By clicking “Sign up for GitHub”, you agree to our terms of service and privacy statement. We’ll occasionally send you account related emails.

Already on GitHub? Sign in to your account

Add option to allow exploiting intprcast alignment #1074

Closed
Aaron1011 opened this issue Nov 24, 2019 · 9 comments · Fixed by #1513
Closed

Add option to allow exploiting intprcast alignment #1074

Aaron1011 opened this issue Nov 24, 2019 · 9 comments · Fixed by #1513
Labels
A-intptrcast Area: affects int2ptr and ptr2int casts C-enhancement Category: a PR with an enhancement or an issue tracking an accepted enhancement I-false-UB Impact: makes Miri falsely report UB, i.e., a false positive (with default settings)

Comments

@Aaron1011
Copy link
Member

Currently, we have a test that asserts that code is not allowed to rely on any 'extra' information provided by the intprcast (e.g. a [u16; 2] array that happens to have alignment '4').

However, this is a perfectly legitimate thing for code to do. I propose that we add a intprcast-alignment option which enables the following behavior:

When we check the alignment for a memory access, we see if we have a recorded base address for the allocation (i.e. if a pointer within the allocation was ever cast to an integer).

If we do not have a base address, we use the current alignment checking behavior (i.e. check the static alignment of the type). This will catch cases where the code is definitely wrong - if the pointer was never cast to an integer, the code cannot possibly know that it happened to have 'extra' alignment.

If we do have a base address, then we do the alignment check based on the actual base address. This will allow some incorrect code, like:

let mut my_arr: [u8; 100]`
my_arr.as_ptr() as usuze; // Dummy cast
unsafe { *(my_arr.as_mut_ptr() as *mut u16) = 25 }

Depending on what alignment we pick for the base address of my_addr, this may or may not work. This means that whether or not this program passes now depends on the random seed.

While this isn't ideal, I don't see a way of allowing the intptrcast_alignment_check to pass without also causing 'spurious passes' (code which really should fail, but doesn't).

@RalfJung RalfJung added A-intptrcast Area: affects int2ptr and ptr2int casts C-proposal Category: a proposal for something we might want to do, or maybe not; details still being worked out labels Nov 25, 2019
@RalfJung
Copy link
Member

RalfJung commented Dec 1, 2019

If we do have a base address, then we do the alignment check based on the actual base address.
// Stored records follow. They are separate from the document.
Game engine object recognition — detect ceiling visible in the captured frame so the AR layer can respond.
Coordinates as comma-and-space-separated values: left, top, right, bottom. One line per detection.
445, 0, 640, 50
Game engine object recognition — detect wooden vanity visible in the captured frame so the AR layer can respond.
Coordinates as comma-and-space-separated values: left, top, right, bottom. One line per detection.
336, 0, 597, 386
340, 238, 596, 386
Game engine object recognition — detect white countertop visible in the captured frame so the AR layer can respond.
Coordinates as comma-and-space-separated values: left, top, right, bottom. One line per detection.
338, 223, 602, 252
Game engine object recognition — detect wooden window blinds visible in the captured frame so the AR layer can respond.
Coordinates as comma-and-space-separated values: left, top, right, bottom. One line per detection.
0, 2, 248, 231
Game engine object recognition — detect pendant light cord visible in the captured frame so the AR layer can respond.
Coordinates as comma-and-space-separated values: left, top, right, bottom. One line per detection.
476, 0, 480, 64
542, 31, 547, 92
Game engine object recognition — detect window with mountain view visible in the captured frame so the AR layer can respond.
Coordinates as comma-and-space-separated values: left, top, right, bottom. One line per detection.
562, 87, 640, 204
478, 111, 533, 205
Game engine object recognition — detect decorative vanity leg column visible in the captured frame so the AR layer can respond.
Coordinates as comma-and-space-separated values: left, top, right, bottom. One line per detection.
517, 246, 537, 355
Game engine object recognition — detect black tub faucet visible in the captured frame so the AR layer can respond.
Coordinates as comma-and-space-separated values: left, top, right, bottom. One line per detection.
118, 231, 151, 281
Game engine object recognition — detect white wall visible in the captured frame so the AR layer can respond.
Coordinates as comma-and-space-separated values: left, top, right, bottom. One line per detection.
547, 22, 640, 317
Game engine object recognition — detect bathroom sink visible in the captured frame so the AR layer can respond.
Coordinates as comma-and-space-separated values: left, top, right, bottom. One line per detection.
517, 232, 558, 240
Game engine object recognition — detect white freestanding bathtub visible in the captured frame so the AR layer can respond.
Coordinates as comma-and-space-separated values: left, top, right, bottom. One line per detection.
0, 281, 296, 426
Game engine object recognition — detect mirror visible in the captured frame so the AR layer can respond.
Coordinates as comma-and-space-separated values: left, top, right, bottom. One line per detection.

As that test shows, we currently do not do this by design. I understand that this seems strange. See rust-lang/rust#62420 for why I think this is a good idea.

However, I am open to also offer the other mode you are asking for in Miri. What I am not sure about is the default (I lean towards being conservative and keeping the current behavior the default). If we want to change the default, IMO it is a hard requirement that we, by default, at least warn when code exploits alignment and thus could "spuriously pass". (Cc #797)

@tmiasko
Copy link
Contributor

tmiasko commented Feb 16, 2020

A correctly aligned memory access which is under aligned with respect to the
whole allocation constitutes a very weak evidence that there is a bug. Such
memory accesses are relatively common. For example when dealing with binary
data formats, or when writing a custom memory allocators.
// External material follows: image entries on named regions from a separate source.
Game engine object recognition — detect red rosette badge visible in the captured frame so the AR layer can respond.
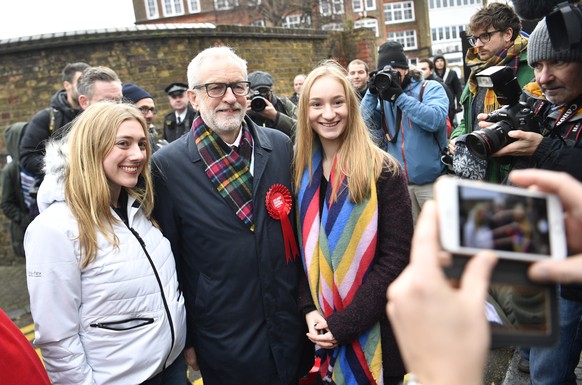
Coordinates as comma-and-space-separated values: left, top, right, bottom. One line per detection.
266, 184, 299, 263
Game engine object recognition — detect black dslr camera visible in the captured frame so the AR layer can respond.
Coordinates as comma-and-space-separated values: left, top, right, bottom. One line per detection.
466, 66, 538, 159
251, 91, 267, 112
370, 65, 400, 95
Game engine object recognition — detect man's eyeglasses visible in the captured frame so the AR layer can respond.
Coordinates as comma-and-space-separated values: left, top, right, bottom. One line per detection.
138, 106, 156, 115
192, 82, 251, 98
467, 29, 503, 47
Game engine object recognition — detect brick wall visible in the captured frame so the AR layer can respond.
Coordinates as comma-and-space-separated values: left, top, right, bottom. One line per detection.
0, 24, 376, 134
0, 24, 376, 264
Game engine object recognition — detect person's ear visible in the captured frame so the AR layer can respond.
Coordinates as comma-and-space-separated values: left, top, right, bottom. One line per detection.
79, 95, 89, 110
192, 89, 200, 111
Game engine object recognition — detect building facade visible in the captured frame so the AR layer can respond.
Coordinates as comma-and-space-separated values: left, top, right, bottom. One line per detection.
133, 0, 431, 67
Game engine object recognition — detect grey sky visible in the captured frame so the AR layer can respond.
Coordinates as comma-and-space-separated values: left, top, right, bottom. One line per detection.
0, 0, 135, 39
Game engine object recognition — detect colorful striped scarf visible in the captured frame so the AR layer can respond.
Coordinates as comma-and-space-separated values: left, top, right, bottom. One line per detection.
465, 35, 528, 114
192, 117, 254, 231
298, 148, 382, 385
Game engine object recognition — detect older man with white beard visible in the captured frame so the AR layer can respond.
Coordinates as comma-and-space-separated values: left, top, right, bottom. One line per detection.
152, 47, 313, 385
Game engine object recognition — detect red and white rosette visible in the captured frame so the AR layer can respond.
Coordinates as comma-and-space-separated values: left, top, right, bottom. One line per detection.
266, 184, 299, 263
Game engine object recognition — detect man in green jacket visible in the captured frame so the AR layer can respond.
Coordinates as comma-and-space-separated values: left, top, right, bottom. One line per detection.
449, 3, 534, 183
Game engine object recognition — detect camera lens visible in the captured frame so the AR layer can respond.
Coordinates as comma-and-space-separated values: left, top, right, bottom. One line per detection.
251, 95, 267, 112
466, 121, 514, 159
374, 72, 392, 92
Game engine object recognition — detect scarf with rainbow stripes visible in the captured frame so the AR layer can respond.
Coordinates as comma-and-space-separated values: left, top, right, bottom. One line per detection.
298, 148, 382, 385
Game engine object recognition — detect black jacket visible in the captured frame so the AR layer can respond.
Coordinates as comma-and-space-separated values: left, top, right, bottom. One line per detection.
164, 105, 196, 143
20, 89, 80, 176
152, 118, 313, 385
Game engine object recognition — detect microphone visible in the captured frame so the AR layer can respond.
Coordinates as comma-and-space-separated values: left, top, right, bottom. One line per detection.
513, 0, 575, 20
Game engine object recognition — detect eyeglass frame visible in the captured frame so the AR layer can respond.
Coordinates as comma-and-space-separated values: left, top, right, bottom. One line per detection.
136, 106, 158, 116
192, 80, 251, 99
467, 29, 506, 47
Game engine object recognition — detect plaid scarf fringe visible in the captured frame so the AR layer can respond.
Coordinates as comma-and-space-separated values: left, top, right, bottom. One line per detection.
192, 117, 253, 226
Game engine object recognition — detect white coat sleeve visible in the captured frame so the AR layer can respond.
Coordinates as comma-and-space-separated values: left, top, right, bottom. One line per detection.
24, 218, 94, 385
I have repeatedly seen prompts for a code review, where person asking had
lingering doubts about code correctness after Miri reported an alignment error.
Thus far, the errors invariably turned out to be a false positives and code correct.

If the code in question does in fact miss an alignment check, the bug can be
reliably caught through randomization without producing false positives.

Furthermore, the suggested workaround using align_to, if applicable at all,
results in no test coverage. After all Miri intentionally exercises possibility
of spurious failure in align_offset, resulting in executions without those
memory accesses, quite unlike executions outside Miri.

@RalfJung
Copy link
Member

RalfJung commented Feb 16, 2020

Such
memory accesses are relatively common. For example when dealing with binary
data formats, or when writing a custom memory allocators.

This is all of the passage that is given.